Baldassari told the story of a young woman in a Money Smart class that he had taught. The class was composed of students of all ages. There was one young lady who stood out from her classmates, asking lots of questions and demonstrating a real eagerness to learn. “After one class she came up to me, and we talked,” Baldassari said. “I asked her why she was in the class. She told me that she was a high school drop-out who had recently moved back home. She was taking classes to earn her GED and saw our ads for the Money Smart program. She wanted to learn more about managing her money so she signed up for the course. She completed the six-week course, and I never expected to see her again.”

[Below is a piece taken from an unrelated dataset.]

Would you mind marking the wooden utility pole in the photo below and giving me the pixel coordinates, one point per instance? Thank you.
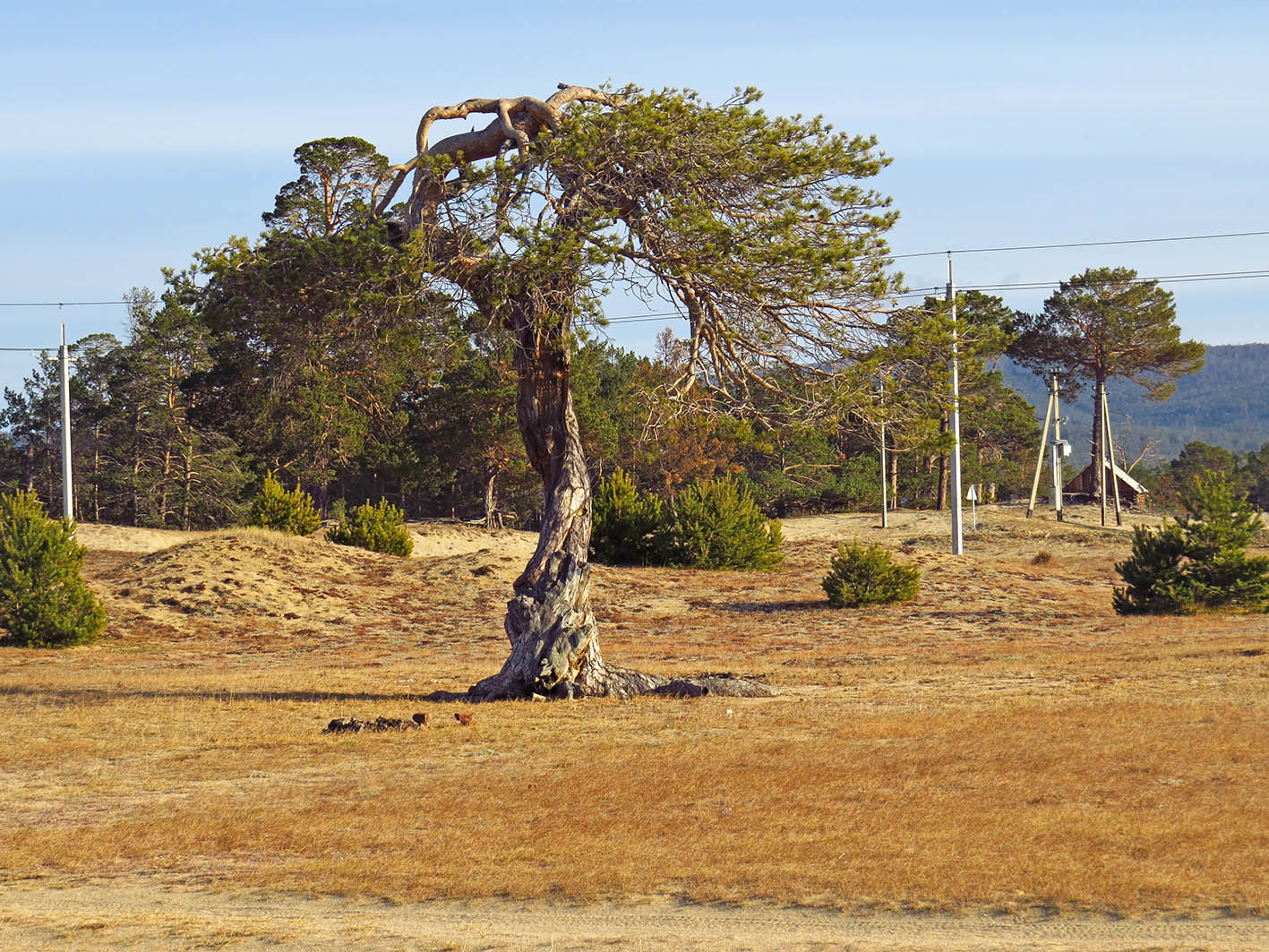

But that’s where the story gets really interesting: “I was in our main office recently,” Baldassari continued. When I walked by the teller line, I heard a voice say, ‘Hi, Mr. Tom.’ Yes, sure enough, it was the same young woman, now working for our bank.”
Computer Classes Teach Financial Skills Too
Computer students in the Mendocino [California] Unified School District now learn financial life skills during classes with computer applications specialist Kathy Wylie.
Wylie’s students master standard computer software by working on projects. To make these projects more real, Wylie decided to incorporate Money Smart materials into her lessons.
Before beginning a career as a vocational education teacher Wylie had managed a real estate brokerage. In that career she had seen prospective buyers who had little understanding of how to handle their money. Small financial mistakes prevented them from being able to buy a house, she said. Thus, when thinking about student computer projects she decided that she wanted to arm her students not just with computer skills but also with life skills that could protect them when facing common financial temptations.
A special Web site that Wylie built - http://mhs.mcn.org/~moneysmart/ - exemplifies her approach to adapting Money Smart to her classes, which range from 9th- through 12th-grades.
Her students may be very sophisticated about using computers, but they are very unsophisticated about managing their money. Wylie says that “Teenagers can be jolted when they learn that a mortgage runs for 30 years, an unimaginable length of time for a 17-year-old.” Many students are shocked when they discover how small mistakes can derail future plans. Wylie also encourages her students to talk with their parents about managing money.
The in-class reward is seeing her students experience an “aha” moment as they understand the need to protect their credit. Wylie said a longer-term reward is the students who come back from college and tell her, “I wished that I’d listened better. This stuff is really important!”